You may have heard that I’m the new guy in town, and I’m happy to say this is my first blog post as a member of the Gilbane Group. I am thrilled to be a part such a well-respected organization, and I’m ready to roll up my sleeves and get to work on all things WCM!
A little about me: I’ve been a practitioner and a consultant in the WCM space for over ten years, but I’ve worked for an analyst firm for all of two days. The good news? I know, first hand, the pains users experience when it comes to web content management. I empathize with the marketer who knows there must be a way to put all this content to work in her next pull-through campaign, and I sympathize with the Intranet Manager who has been directed to deploy more Web 2.0 tools into the enterprise, even in the absence of a business case. [I’m not a Web 2.0-basher, by the way.] I consider myself a passionate user advocate, and if I’m true to myself (and to you) I’ll continue to bring that perspective to all of my work here at Gilbane.

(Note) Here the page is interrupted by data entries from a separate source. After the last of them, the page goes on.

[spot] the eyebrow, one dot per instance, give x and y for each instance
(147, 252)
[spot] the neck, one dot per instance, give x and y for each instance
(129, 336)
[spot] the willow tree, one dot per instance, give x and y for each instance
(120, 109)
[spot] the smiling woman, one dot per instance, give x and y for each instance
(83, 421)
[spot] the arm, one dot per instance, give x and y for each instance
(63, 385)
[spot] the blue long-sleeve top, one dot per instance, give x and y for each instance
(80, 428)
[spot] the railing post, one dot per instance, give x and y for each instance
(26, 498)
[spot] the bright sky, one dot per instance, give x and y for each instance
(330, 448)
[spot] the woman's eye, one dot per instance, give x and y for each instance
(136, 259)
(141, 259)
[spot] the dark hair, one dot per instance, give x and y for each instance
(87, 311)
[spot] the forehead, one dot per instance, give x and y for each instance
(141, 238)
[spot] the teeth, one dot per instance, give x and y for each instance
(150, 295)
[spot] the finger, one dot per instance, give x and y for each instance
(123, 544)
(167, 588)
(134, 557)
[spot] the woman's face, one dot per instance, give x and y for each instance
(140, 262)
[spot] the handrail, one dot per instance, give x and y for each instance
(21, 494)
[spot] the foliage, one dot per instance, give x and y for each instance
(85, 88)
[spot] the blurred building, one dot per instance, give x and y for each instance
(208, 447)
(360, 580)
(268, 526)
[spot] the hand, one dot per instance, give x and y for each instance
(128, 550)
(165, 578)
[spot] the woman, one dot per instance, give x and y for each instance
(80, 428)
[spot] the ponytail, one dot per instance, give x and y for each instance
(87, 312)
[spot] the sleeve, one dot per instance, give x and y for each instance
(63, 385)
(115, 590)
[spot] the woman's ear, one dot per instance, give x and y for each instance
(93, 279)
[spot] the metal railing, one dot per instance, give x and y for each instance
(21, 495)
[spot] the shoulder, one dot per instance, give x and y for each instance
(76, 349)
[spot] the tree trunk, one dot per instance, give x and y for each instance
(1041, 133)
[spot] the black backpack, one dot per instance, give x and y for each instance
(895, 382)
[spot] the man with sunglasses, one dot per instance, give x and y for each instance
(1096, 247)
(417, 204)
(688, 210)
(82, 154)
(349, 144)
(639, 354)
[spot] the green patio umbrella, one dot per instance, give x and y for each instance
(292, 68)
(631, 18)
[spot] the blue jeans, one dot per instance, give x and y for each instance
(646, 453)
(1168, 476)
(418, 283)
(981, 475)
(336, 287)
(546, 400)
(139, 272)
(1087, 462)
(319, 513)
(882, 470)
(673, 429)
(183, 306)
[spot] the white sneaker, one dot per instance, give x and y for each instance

To continue my let-me-tell-you-about-me schtick, here are a few random thoughts that come to mind which will hopefully provide further insight into my philosophy as it relates to WCM:
- Usability has become a commodity; It’s time for vendors to stop bragging about it and for users to stop accepting anything less.
- Technology for the sake of technology leads to dissatisfaction every time.
- “What problem am I trying to solve?” — If you can’t answer this, stop what you’re doing.
- Technology won’t change human nature…but it will amplify it!
- You don’t have to do what everyone else is doing…there’s a good chance they’ll fail anyway.
- “Grassroots” applications require more planning, not less.
- User research is never a bad idea… but don’t just ask them, watch them.
- If we spent as much time crafting strategies as writing RFPs and selecting tools, we’d achieve a much higher ROI.
So that’s it for now. I look forward to writing more on these pages and hope you’ll chime in with your thoughts and reactions.